Lotus in the 60s and 70's

The most diverse season of the modern era was 2012 when six different drivers / teams won the opening six races but other than that, it is has normally always been a case of a dominant few teams prevailing.
My point was more so that it feels like we've never been further away from a freak or inspired win outside of the dominant teams. I guess a combination of reliability and cautious wet weather procedures has all but killed that off.

In the early 2000s Ferrari may have been dominant with McLaren a firm second, but Williams, Jordan and Renault still picked up wins.

Even later on you had Jenson in the Honda, Kubica in the BMW and Vettel in the Toro Rosso picking up single wins. They are often the races that are remembered, everyone loves an underdog sporting fairy tale.

Yet, since the first race of 2013, so almost now 6 full seasons, we've not had a single freak result, with 3 teams taking every single victory.





StevieBee

12,847 posts

255 months

Tuesday 23rd October 2018
quotequote all
ukaskew said:
StevieBee said:
McLaren would have won every race one year were it not for a Williams punting Senna off.

Ferrari dominated the early 00s.

Williams in the 90s.

Lotus in the 60s and 70's

The most diverse season of the modern era was 2012 when six different drivers / teams won the opening six races but other than that, it is has normally always been a case of a dominant few teams prevailing.
My point was more so that it feels like we've never been further away from a freak or inspired win outside of the dominant teams. I guess a combination of reliability and cautious wet weather procedures has all but killed that off.

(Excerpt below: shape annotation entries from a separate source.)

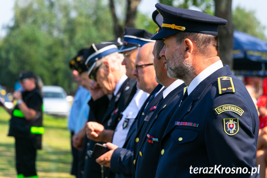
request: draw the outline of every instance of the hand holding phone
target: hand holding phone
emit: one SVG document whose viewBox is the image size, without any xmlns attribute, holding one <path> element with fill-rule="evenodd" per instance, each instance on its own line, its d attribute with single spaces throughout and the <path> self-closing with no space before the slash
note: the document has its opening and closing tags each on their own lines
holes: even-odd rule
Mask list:
<svg viewBox="0 0 267 178">
<path fill-rule="evenodd" d="M 87 153 L 90 157 L 96 158 L 110 150 L 106 146 L 97 143 L 95 144 L 93 150 L 88 150 Z"/>
</svg>

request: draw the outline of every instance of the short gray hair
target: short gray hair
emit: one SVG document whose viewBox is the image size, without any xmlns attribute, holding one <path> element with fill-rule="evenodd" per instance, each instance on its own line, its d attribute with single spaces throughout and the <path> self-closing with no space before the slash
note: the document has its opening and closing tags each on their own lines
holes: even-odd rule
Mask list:
<svg viewBox="0 0 267 178">
<path fill-rule="evenodd" d="M 122 62 L 124 59 L 122 54 L 118 52 L 113 53 L 104 56 L 96 62 L 96 67 L 100 66 L 104 61 L 107 61 L 112 68 L 115 70 L 120 70 L 122 65 Z"/>
</svg>

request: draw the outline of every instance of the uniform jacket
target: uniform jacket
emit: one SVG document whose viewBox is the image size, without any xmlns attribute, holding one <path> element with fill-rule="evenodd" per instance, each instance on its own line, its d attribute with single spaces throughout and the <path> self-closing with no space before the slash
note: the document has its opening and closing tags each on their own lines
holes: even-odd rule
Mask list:
<svg viewBox="0 0 267 178">
<path fill-rule="evenodd" d="M 136 80 L 128 78 L 121 86 L 116 95 L 111 99 L 107 108 L 104 107 L 100 109 L 102 106 L 101 102 L 98 102 L 97 100 L 95 101 L 95 102 L 90 101 L 89 102 L 90 111 L 92 111 L 94 113 L 96 120 L 101 121 L 100 123 L 104 126 L 105 129 L 114 130 L 116 128 L 119 120 L 120 113 L 123 111 L 129 104 L 135 94 L 136 90 Z M 96 103 L 99 105 L 97 106 Z M 91 107 L 91 106 L 93 106 Z M 96 110 L 93 110 L 94 108 L 97 108 L 97 112 L 96 112 Z M 100 114 L 101 113 L 104 113 L 104 115 L 101 115 Z M 93 140 L 89 140 L 87 147 L 88 150 L 93 150 L 96 143 Z M 100 143 L 102 144 L 103 143 Z M 110 173 L 109 168 L 105 167 L 103 169 L 105 172 L 104 177 L 110 178 L 114 176 L 114 174 Z M 101 178 L 102 177 L 101 170 L 100 166 L 96 162 L 95 158 L 87 157 L 83 177 Z"/>
<path fill-rule="evenodd" d="M 251 171 L 258 130 L 251 97 L 224 66 L 201 82 L 174 114 L 160 142 L 155 177 L 257 177 L 217 170 L 221 165 L 229 167 L 227 172 L 238 167 Z"/>
<path fill-rule="evenodd" d="M 159 157 L 159 141 L 180 104 L 186 86 L 183 83 L 170 93 L 157 105 L 149 120 L 145 121 L 147 122 L 145 127 L 140 131 L 139 144 L 135 150 L 136 177 L 155 177 Z"/>
<path fill-rule="evenodd" d="M 152 96 L 153 96 L 162 87 L 162 85 L 159 84 L 158 85 L 148 97 L 140 109 L 136 118 L 131 126 L 123 148 L 118 148 L 113 152 L 110 162 L 111 168 L 113 172 L 116 173 L 115 176 L 116 178 L 130 178 L 134 176 L 133 150 L 135 142 L 135 140 L 136 134 L 137 120 L 140 119 L 140 117 L 150 98 Z M 154 99 L 151 101 L 151 105 L 154 105 L 155 103 L 158 102 L 161 99 L 160 96 L 162 96 L 163 90 L 161 90 L 158 94 L 157 96 L 158 97 L 155 97 Z M 149 106 L 147 106 L 147 107 L 148 108 Z M 142 118 L 144 118 L 145 116 L 145 114 L 144 114 Z M 140 122 L 141 123 L 141 122 Z M 133 173 L 133 175 L 132 175 Z"/>
</svg>

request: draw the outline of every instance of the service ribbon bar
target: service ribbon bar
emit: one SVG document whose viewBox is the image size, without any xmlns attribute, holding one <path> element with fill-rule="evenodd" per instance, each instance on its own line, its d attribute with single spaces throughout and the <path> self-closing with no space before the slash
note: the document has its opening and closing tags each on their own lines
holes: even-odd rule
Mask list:
<svg viewBox="0 0 267 178">
<path fill-rule="evenodd" d="M 158 142 L 158 138 L 152 138 L 152 139 L 154 141 Z"/>
<path fill-rule="evenodd" d="M 147 134 L 146 136 L 151 139 L 153 139 L 153 138 L 154 138 L 153 137 L 152 137 L 151 135 L 149 135 L 148 133 Z"/>
<path fill-rule="evenodd" d="M 149 140 L 148 139 L 147 139 L 147 142 L 150 143 L 153 143 L 153 141 L 151 140 Z"/>
<path fill-rule="evenodd" d="M 150 108 L 150 111 L 153 111 L 153 110 L 156 109 L 156 108 L 157 108 L 156 106 L 153 106 L 152 107 L 151 107 Z"/>
<path fill-rule="evenodd" d="M 194 124 L 192 122 L 175 122 L 174 125 L 187 125 L 192 127 L 198 127 L 198 124 Z"/>
</svg>

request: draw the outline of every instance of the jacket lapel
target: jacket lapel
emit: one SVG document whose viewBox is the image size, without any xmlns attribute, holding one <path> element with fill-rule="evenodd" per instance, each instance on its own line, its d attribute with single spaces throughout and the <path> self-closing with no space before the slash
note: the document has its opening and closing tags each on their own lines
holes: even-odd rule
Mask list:
<svg viewBox="0 0 267 178">
<path fill-rule="evenodd" d="M 180 85 L 170 93 L 161 102 L 159 103 L 156 110 L 148 121 L 148 122 L 145 128 L 144 129 L 144 131 L 142 133 L 143 135 L 140 137 L 140 138 L 141 141 L 140 143 L 142 143 L 139 144 L 137 150 L 140 150 L 142 147 L 143 144 L 145 142 L 147 138 L 147 134 L 148 133 L 149 131 L 156 121 L 158 115 L 160 114 L 160 113 L 165 108 L 167 108 L 169 104 L 175 96 L 180 92 L 182 92 L 183 91 L 183 88 L 185 86 L 186 86 L 185 84 Z M 159 119 L 164 119 L 164 118 L 162 117 Z"/>
<path fill-rule="evenodd" d="M 226 65 L 204 79 L 197 86 L 181 104 L 171 119 L 163 135 L 163 137 L 175 127 L 175 122 L 180 122 L 188 113 L 194 101 L 199 99 L 205 89 L 220 76 L 230 75 L 231 71 Z"/>
</svg>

In the early 2000s Ferrari may have been dominant with McLaren a firm second, but Williams, Jordan and Renault still picked up wins.

Even later on you had Jenson in the Honda, Kubica in the BMW and Vettel in the Toro Rosso picking up single wins. They are often the races that are remembered, everyone loves an underdog sporting fairy tale.

Yet, since the first race of 2013, so almost now 6 full seasons, we've not had a single freak result, with 3 teams taking every single victory
And Panis at Monaco.

Yes, you are right. Comes down to improved engineering, build quality, design, race management even driver competencies.